- Theatrical release poster
- Directed by: Peter Medak
- Written by: Neal Purvis Robert Wade
- Produced by: Luc Roeg; Robert Warr;
- Starring: Christopher Eccleston; Paul Reynolds; Tom Bell; Eileen Atkins; Clare Holman; Michael Elphick; Mark McGann; Tom Courtenay;
- Cinematography: Oliver Stapleton
- Edited by: Ray Lovejoy
- Music by: Michael Kamen
- Production companies: British Screen Productions; Le Studio Canal+; Film Trustees Ltd.; Jennie and Company; Pierson; Vermillion; Vivid Entertainment;
- Distributed by: First Independent Films
- Release date: 4 October 1991 (London);
- Running time: 115 min
- Country: United Kingdom
- Language: English
- Budget: £2 million
- Box office: $88,686 (US) £292,525 (UK)

= Let Him Have It =

1991 British film by Peter Medak

Let Him Have It is a 1991 British drama film directed by Peter Medak and starring Christopher Eccleston, Paul Reynolds, Tom Courtenay and Tom Bell. The film is based on the true story of Derek Bentley, who was convicted of the murder of a police officer by joint enterprise and was hanged in 1953 under controversial circumstances.

==Plot summary==
Derek Bentley is an illiterate, epileptic young adult with developmental disabilities who falls into a gang led by a younger teenager named Christopher Craig. During the course of the robbery of a warehouse in Croydon, in which Bentley is encouraged to participate by Craig, the two become trapped by the police. Officers order Craig to put down his gun. Bentley, who by this time has already been arrested, shouts "Let him have it, Chris" - whether he means the phrase literally ("Let him have the gun") or figuratively ("Open fire!") is unclear. Craig fires, killing one officer and wounding another. Because Craig is a minor, he cannot be executed and is given a prison sentence. Meanwhile, Bentley is sentenced to death under the English common law principle of joint enterprise, on the basis that his statement to Craig was an instigation to shoot. Bentley's family makes an effort for clemency which reaches Parliament. However, the Home Secretary (who has the power to commute the death sentence) ultimately declines to intervene. Despite his family's efforts and public support, Bentley is executed in 1953 within a month of being convicted, before Parliament takes any official action.

==Cast==

- Christopher Eccleston as Derek Bentley
- Paul Reynolds as Christopher Craig
- Tom Courtenay as William Bentley
- Eileen Atkins as Lilian Bentley
- Clare Holman as Iris Bentley
- Tom Bell as Detective Sergeant Fairfax
- Edward Hardwicke as Approved school principal
- Serena Scott Thomas as Stella
- Mark McGann as Niven Craig
- Murray Melvin as Secondary school teacher
- Michael Gough as Lord Goddard
- Iain Cuthbertson as Sir David Maxwell-Fyfe
- Peter Eyre as Humphreys
- James Villiers as Cassels
- Clive Revill as Albert Pierrepoint (hangman)
- Vernon Dobtcheff as Court clerk
- Bill Dean as Foreman of the jury
- Norman Rossington as Postman
- Michael Elphick as Prison officer Jack

==Production==
Paul Bergman and Michael Asimow call attention to the cross examination scene, where "the camera closes in on [Bentley's] bruised face as the prosecutor and judge bombard him with questions he can barely comprehend."

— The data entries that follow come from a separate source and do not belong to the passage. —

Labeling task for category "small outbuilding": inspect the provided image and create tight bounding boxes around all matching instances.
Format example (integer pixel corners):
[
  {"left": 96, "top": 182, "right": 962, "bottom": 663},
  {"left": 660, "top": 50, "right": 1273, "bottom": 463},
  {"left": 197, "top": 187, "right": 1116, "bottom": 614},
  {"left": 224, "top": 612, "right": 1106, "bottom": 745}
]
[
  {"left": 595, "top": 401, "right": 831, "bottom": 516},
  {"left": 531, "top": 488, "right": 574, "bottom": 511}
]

The film's end titles state that Bentley's sister, Iris, was still fighting for his pardon. Seven years after the film was made and after numerous unsuccessful campaigns to get Bentley a full pardon, his conviction was eventually overturned by the Court of Appeal on 30 July 1998, one year after Iris's death.

==Release==
The film opened at the Odeon Leicester Square in London on 4 October 1991 before expanding to 120 screens the following week.

==Reception==
The film gained positive reviews from critics. It holds an 84% approval rating from the review aggregation site Rotten Tomatoes based on 37 reviews, with an average rating of 7.7/10. The website's critical consensus reads, "Led by a gripping performance from Christopher Eccleston, Let Him Have It sounds a compelling call for justice on behalf of its real-life protagonist."

Tom Wiener said that the film displayed the writers Neal Purvis and Robert Wade's "outrage toward a system hell-bent on vengeance" and John Ivan Simon called the script "first rate, no nonsense".